Schwere Managementfehler trieben den Fürther Pionierunternehmer Max Grundig zum Verkauf

Von Heinz Blüthmann

Ein bißchen unheimlich war er auch seinen Verehrern bereits, als er noch "Millionen machte, wie andere Leute Brötchen". Selbst neben solchen Wiederaufbau-Heroen wie Borgward, Schlieker und Neckermann nahm er in der Wirtschaftswunder-Republik einen besonderen Platz ein, wurde gar "Mirakelmann" genannt, weil er scheint’s wie mit dem Zauberstab neue Fabriken aus dem Boden wachsen ließ, in atemberaubendem Tempo ein ganzes Familien-Imperium zimmerte und sich schließlich zum Größten seiner Branche aufschwang. Konkurrenten und Mitarbeiter sind sich auch heute darin einig: "Der ist immer für eine Überraschung gut – aber nicht immer für eine gute Überraschung."

Am Freitag vergangener Woche war es wieder so weit, womöglich zum letzten Mal. Max Grundig, Prominentester der schon fast ausgestorbenen Neugründer und Pionierunternehmer im Nachkriegsdeutschland, sorgte einmal mehr für fette Schlagzeilen: Er gab das Ende des Mirakels bekannt.

Unter der hintersinnigen Überschrift "Manchmal geht es schneller als man denkt" ließ der 74jährige Patriarch die geschockte Öffentlichkeit wissen, daß er Schluß machen und verkaufen will. Zweite Überraschung: Der Kapitalist reinsten Wassers möchte sein Unternehmen, den größten deutschen Produzenten von Fernsehgeräten, Videorecordern und HiFi-Anlagen mit dreißigtausend Beschäftigten, ausgerechnet einem Staatskonzern übereignen: der vom sozialistischen Präsidenten Frankreichs, François Mitterrand, verstaatlichten Elektrogruppe Thomson Brandt.

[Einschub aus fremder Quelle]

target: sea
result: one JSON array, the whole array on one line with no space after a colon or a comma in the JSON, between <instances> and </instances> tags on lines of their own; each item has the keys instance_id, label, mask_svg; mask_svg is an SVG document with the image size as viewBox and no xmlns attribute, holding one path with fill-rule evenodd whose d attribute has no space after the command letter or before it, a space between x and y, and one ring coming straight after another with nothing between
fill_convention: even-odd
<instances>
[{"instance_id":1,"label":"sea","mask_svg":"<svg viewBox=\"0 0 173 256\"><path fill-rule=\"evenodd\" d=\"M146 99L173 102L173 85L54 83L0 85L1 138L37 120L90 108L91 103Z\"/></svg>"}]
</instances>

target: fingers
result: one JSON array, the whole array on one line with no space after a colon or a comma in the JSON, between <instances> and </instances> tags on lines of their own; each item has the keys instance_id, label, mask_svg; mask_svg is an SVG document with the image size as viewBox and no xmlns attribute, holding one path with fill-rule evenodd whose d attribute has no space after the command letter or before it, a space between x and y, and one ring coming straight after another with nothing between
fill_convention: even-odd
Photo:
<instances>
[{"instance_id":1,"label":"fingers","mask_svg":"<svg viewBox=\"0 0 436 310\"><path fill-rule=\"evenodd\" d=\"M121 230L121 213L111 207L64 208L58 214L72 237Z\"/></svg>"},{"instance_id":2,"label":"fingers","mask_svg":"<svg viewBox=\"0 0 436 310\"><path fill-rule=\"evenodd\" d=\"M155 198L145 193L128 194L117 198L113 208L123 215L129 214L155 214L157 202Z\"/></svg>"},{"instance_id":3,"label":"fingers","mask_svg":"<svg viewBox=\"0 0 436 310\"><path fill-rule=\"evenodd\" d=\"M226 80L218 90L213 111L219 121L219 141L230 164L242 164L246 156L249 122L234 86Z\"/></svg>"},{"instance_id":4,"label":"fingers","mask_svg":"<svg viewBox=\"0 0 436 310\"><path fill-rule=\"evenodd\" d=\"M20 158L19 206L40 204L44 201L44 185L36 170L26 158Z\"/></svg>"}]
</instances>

Der Gigant Thomson, nach Philips die Nummer zwei in Europa, hat sich nach Lumpensammlers Art hierzulande vier Firmen der notleidenden Branche einverleibt: Nordmende, Saba, Videocolor Ulm und Dual. Nun geht der deutsche Branchenführer Grundig denselben tristen Weg – unter die Regie des französischen Industrieministers Jean-Pierre Chevenement, der dann fast die Hälfte des hiesigen Fernsehgeräte-Absatzes beaufsichtigt.

Den schalen Geschmack der Niederlage, den dieser schwache Abgang des einstigen Vorzeigeunternehmers hinterläßt, kann auch die trotzige Behauptung Max Grundigs nicht vertreiben: "Ich muß nicht, ich will verkaufen." Solche Sprüche gehören zur Imagepflege eines Mannes, der so gern das Bild des souveränen Industrielenkers vermittelt, dem keiner – ganz gleich ob Politiker, Konkurrent oder Mitarbeiter – dreinreden darf und den niemand zu etwas zwingen kann.